The Oregon Water Conference
Publication Date
  • Best Management Practices (Bmps)
  • Pesticides Management Practices
  • Aquatic Environments
  • Database
  • Noaa
  • Earth Science
  • Geography


Pesticides are widely used to control undesirable pests and may be applied directly to water or lands directly adjacent to water. Pesticides are an option for habitat restoration but there can be unintended consequences to native, threatened and endangered species. There is very little information on the impacts of pesticides and best management practices (BMPs) on NOAA Trust Species. The purpose of this project is to develop a comprehensive report of pesticide best management practices for use in aquatic environments and relate these BMPs for the protection of aquatic species, specifically NOAA Trust Species. The project focuses on aquatic pesticides including insecticides, fungicides, algaecides, herbicides, piscicides, molluscicides and mosquitocides. The final product will include a database of pesticide label information, empirical data on the acute and chronic toxicity of each pesticide and its formulations, identify gaps in knowledge to pesticide use, trends, fate in aquatic systems, synergistic effects and best management practices for NOAA Trust Species.

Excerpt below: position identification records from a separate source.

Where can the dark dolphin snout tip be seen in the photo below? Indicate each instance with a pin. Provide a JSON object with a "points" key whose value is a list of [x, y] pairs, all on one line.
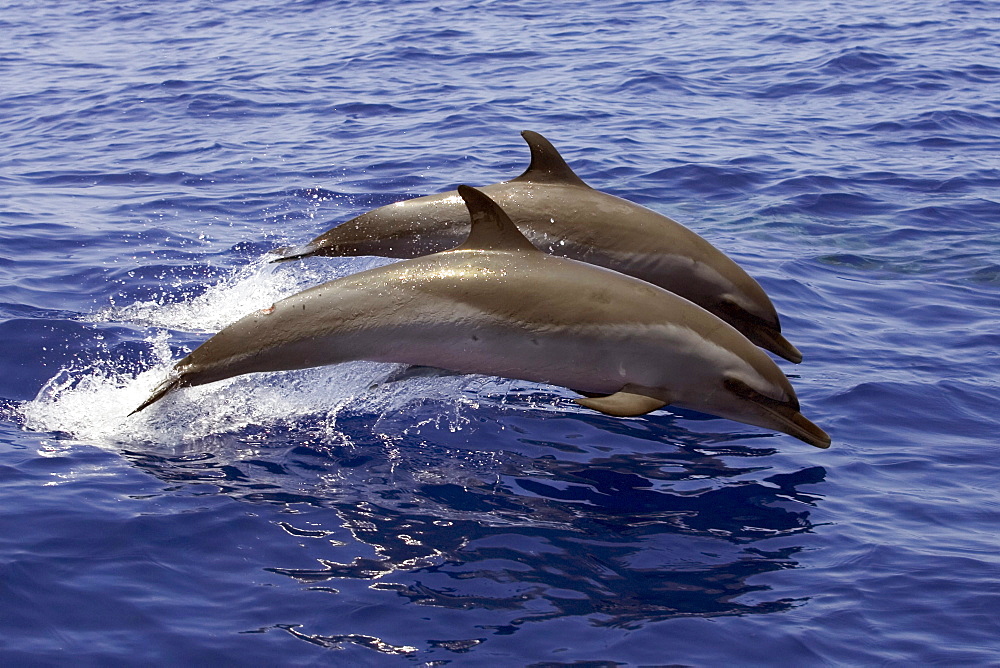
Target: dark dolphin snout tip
{"points": [[772, 340], [288, 253]]}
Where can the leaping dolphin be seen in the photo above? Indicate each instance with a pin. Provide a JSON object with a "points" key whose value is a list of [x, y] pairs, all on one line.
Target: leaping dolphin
{"points": [[564, 216], [497, 305]]}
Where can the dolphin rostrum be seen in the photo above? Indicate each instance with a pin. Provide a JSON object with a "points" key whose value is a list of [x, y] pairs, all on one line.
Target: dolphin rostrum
{"points": [[564, 216], [496, 305]]}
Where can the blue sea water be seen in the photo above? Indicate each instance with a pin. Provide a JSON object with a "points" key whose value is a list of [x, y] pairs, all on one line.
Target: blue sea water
{"points": [[847, 155]]}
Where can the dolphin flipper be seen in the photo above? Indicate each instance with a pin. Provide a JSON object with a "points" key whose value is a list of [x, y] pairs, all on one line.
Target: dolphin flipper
{"points": [[630, 401]]}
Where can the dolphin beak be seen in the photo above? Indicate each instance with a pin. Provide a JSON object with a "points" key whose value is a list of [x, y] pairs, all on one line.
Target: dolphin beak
{"points": [[796, 424], [292, 253], [771, 339]]}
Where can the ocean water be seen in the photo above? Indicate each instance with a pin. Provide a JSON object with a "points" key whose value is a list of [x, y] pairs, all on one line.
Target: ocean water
{"points": [[847, 155]]}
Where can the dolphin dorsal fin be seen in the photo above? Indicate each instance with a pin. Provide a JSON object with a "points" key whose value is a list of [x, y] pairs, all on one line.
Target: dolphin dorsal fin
{"points": [[547, 166], [492, 229]]}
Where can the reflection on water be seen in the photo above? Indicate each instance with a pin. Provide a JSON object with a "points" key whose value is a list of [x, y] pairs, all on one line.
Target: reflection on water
{"points": [[619, 522]]}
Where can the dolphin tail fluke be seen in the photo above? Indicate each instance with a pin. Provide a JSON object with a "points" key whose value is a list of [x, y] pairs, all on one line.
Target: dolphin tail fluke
{"points": [[629, 402], [163, 389]]}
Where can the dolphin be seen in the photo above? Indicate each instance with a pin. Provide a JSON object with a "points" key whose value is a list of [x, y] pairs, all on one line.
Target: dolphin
{"points": [[564, 216], [497, 305]]}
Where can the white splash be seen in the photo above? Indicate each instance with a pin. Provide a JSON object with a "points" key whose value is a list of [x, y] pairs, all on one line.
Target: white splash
{"points": [[249, 288], [92, 402]]}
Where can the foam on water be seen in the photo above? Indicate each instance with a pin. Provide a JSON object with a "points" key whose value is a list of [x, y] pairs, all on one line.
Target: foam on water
{"points": [[93, 401]]}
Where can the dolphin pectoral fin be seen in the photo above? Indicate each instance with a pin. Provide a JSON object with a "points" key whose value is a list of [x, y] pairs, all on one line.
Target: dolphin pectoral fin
{"points": [[630, 401], [547, 166]]}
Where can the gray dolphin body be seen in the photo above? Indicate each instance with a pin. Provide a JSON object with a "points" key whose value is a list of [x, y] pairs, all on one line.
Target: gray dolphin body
{"points": [[496, 305], [564, 216]]}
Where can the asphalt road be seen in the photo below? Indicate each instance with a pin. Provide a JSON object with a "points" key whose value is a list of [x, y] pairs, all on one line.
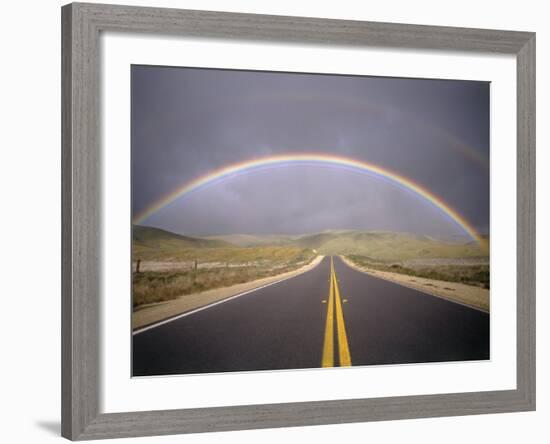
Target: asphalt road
{"points": [[330, 316]]}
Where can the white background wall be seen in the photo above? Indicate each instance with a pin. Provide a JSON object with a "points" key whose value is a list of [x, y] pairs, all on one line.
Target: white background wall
{"points": [[30, 220]]}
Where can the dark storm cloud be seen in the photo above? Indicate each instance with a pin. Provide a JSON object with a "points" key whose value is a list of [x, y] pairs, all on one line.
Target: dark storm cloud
{"points": [[187, 122]]}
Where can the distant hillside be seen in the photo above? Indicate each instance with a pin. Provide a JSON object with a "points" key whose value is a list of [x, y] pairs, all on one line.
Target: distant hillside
{"points": [[387, 245], [376, 245], [254, 240], [157, 238]]}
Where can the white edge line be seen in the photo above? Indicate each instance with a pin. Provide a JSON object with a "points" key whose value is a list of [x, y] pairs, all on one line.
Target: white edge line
{"points": [[204, 307], [427, 292]]}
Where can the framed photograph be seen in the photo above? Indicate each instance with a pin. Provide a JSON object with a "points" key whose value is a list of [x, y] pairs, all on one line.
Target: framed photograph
{"points": [[278, 221]]}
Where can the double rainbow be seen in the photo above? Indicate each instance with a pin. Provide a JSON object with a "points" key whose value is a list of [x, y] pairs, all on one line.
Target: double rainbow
{"points": [[310, 159]]}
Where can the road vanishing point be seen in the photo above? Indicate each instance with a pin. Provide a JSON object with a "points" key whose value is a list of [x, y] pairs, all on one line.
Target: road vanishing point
{"points": [[329, 316]]}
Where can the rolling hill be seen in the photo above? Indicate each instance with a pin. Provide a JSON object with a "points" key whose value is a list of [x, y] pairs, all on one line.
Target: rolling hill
{"points": [[157, 238]]}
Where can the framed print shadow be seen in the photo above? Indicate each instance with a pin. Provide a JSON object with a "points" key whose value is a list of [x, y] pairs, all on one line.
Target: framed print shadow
{"points": [[297, 220]]}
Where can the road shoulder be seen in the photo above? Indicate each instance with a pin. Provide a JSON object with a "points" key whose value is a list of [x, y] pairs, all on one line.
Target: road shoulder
{"points": [[468, 295], [153, 313]]}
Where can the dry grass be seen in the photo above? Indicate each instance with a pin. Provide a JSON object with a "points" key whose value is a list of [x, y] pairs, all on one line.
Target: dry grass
{"points": [[157, 286], [476, 275]]}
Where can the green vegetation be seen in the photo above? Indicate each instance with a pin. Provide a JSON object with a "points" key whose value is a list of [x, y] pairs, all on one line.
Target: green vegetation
{"points": [[154, 286], [386, 246], [477, 275], [379, 245], [173, 265], [202, 264]]}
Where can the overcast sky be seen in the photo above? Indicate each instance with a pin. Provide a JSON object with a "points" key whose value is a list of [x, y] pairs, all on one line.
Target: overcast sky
{"points": [[187, 122]]}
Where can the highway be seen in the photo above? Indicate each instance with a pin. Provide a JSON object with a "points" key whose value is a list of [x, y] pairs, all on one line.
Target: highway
{"points": [[329, 316]]}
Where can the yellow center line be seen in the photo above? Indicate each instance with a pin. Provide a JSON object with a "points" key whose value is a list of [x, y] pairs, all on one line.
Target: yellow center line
{"points": [[334, 299], [343, 346], [328, 347]]}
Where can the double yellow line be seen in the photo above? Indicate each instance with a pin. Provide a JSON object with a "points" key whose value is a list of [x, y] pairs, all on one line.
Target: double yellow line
{"points": [[335, 304]]}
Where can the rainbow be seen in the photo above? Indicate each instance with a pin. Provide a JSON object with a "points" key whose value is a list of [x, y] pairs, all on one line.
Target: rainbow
{"points": [[310, 159]]}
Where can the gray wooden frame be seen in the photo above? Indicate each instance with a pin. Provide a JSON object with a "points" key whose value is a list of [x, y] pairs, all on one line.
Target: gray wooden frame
{"points": [[81, 166]]}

Life history and biogeography data for each NOAA Trust Species will be used along with toxicity data to determine the greatest risk for exposure/impact to help inform BMPs. NOAA needs this information to develop a pesticides general permit application as it relates to NOAA Trust Species. Challenges of this project include addressing NOAA Trust Species when there is very limited direct impact data as well as extrapolating data from surrogate species which may have more toxicity and impact data. Another challenge is creating a database that is intuitive and useful for managers in making decisions about pesticide use and restoration for NOAA Trust Species.